Miércoles, 18 de agosto de 2010

Quien diga que no tiene miedo a la soledad, miente descaradamente. Quien diga que está encantado de estar absolutamente solo es un embustero.

El ser humano es social por naturaleza, busca relacionarse con iguales y, además, nuestra complejidad intrínseca desde que conseguimos (por puro azar, claro) un pulgar oponible hace que además nos compliquemos aún más. Buscamos quien satisfaga nuestras necesidades, carencias y lagunas para sentirnos plenos, superiores o protegidos. Podemos llamarlos amigos o simplemente conocidos. Pero necesitamos gente para ser felices.

Y antes o después aparece una persona especial. Pareja, relación, novio/a... Se puede empezar con la bucólica imagen del romanticismo decimonónico o bien con un apasionado polvazo en la esquina más sórdida de la ciudad. Esa persona se convierte en algo importante en nuestra vida y se consolida algo a lo que vamos dando forma día a día.

Pero cuando la situación empieza a complicarse y no todo es tan perfecto como desearíamos, aparece el salvaje instinto de autoconservación y nos agarramos a un clavo ardiendo como si en ello nos fuera la vida.

 

hierro rojo

 

Hay quien ignora el dolor y mantiene su presa apretando los dientes, aceptando condiciones y sufriendo su propia tortura para evitar soltarse. Se contienen las lágrimas y se sonríe de cara a la galería para fingir que no pasa nada, que estamos bien y todo sigue como siempre. La quemadura acaba llegando hasta el hueso y los daños terminan siendo irreparables. Muchas veces clavo y mano se quedan adheridos a tal nivel que aunque quisieran, ya no podrían separarse sin tener que amputar parte del uno o del otro.

Los hay más valientes, o más rápidos, o más listos, o menos apegados... Sueltan cuando consideran que no pueden/deben sufrir más y pueden mirar la palma de su mano, con los verrugones palpitantes por el dolor. Un dolor que puede calmarse con analgésicos, que puede ignorarse a ratos, pero que sigue ahí donde dejó cicatrices que no sanarán del todo. Serán mudos recordatorios de un pasado más o menos feliz.

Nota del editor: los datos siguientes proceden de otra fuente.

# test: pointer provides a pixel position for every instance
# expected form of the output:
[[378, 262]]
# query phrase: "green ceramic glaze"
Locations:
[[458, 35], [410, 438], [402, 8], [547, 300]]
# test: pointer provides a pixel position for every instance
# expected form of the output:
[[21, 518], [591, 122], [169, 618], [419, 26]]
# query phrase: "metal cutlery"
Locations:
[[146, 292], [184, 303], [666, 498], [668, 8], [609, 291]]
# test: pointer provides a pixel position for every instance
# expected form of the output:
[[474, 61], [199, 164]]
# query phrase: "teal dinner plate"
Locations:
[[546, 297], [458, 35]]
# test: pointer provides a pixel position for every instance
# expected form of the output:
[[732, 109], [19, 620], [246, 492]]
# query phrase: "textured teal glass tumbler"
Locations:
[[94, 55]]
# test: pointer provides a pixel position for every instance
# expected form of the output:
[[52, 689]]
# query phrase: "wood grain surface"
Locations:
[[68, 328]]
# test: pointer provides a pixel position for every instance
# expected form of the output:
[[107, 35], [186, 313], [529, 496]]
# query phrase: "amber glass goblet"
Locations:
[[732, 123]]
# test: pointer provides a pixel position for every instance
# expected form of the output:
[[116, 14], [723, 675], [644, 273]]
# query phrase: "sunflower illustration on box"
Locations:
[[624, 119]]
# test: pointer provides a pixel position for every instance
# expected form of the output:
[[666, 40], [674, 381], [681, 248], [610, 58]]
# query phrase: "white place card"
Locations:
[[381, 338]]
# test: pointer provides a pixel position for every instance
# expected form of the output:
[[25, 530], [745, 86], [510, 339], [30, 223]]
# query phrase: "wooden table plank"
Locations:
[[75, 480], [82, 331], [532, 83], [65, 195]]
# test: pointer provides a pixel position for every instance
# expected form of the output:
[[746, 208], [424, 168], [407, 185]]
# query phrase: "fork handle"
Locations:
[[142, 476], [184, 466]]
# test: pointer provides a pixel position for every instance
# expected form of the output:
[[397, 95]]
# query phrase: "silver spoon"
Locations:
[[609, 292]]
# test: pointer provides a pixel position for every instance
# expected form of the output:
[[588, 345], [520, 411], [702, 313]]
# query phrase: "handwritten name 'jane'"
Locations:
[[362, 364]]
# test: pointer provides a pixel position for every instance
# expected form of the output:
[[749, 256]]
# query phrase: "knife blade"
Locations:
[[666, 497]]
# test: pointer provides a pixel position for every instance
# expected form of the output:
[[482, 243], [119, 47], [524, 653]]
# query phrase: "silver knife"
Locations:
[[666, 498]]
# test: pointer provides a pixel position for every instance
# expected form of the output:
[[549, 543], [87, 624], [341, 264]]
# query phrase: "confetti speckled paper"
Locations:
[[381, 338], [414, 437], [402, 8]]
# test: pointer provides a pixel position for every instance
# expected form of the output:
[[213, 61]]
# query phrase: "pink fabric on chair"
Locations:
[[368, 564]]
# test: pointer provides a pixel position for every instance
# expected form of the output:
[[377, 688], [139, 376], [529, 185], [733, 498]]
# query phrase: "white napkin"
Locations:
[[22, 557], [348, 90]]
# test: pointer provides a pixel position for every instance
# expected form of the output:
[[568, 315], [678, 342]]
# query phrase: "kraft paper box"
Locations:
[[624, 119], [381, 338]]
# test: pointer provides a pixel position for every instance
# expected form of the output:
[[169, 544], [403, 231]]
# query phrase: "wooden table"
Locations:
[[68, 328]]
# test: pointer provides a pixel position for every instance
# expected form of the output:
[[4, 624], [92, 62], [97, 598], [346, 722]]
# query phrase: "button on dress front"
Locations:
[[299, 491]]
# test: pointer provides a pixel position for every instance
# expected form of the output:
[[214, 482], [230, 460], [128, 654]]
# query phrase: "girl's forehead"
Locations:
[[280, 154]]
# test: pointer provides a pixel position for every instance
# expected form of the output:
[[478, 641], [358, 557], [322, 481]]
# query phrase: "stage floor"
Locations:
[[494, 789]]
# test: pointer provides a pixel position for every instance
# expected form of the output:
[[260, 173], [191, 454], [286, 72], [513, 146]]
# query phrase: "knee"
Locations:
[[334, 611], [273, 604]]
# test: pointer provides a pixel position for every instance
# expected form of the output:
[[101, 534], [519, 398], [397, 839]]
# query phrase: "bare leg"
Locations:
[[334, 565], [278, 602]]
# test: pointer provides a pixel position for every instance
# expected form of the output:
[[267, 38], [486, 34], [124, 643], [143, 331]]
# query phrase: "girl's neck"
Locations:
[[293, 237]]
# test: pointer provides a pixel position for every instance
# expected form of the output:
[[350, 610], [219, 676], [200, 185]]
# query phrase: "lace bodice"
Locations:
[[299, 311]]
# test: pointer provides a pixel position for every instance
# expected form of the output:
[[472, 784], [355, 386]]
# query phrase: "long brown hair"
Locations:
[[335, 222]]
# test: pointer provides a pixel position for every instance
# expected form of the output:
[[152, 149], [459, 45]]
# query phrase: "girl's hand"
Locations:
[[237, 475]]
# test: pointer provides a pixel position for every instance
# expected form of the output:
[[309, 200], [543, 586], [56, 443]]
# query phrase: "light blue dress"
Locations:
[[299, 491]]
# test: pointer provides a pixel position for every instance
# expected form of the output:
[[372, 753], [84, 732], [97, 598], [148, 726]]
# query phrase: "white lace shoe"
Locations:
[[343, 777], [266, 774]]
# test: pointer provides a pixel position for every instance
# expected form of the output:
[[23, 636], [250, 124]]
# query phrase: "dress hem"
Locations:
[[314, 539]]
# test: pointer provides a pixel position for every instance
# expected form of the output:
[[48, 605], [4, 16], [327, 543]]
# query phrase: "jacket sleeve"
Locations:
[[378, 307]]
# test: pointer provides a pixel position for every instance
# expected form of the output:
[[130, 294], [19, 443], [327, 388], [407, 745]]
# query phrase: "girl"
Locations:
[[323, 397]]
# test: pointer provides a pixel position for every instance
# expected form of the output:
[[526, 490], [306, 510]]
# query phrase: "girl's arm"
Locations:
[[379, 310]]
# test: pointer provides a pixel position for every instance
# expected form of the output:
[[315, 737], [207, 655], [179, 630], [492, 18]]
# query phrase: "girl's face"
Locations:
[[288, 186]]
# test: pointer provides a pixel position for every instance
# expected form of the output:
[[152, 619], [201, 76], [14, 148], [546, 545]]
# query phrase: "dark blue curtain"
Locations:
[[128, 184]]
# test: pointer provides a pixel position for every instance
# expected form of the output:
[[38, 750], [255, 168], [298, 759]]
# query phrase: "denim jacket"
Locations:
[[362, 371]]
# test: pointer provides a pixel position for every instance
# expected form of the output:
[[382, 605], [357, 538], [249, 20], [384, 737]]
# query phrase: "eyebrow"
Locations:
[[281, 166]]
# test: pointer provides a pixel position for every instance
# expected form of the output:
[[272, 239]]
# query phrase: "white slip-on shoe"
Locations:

¿Y después? Tras el habitual duelo se vuelve a la vida, a relacionarse con el mundo y con uno mismo. Y a ser de nuevo consciente de la soledad no tanto física como del alma. Volvemos a caminar solos y antes o después sentimos la ansiedad de volver a satisfecer nuestras necesidades, carencias y lagunas. Y aparece una persona especial...

Y por más que lo neguemos ante los demás, que nos digamos a nosotros mismos que no estamos preparados, que aún duele, que no caeremos en los mismos errores... Nos agarramos a otro clavo, tal vez más tibio, tal vez igual de candente. Pero el recordatorio de ese dolor pasado nos hace sentirnos vivos y templa el pequeño cascarón que se había congelado dentro de nuestro pecho.

La soledad es un asco. Pero siempre estamos un poco solos.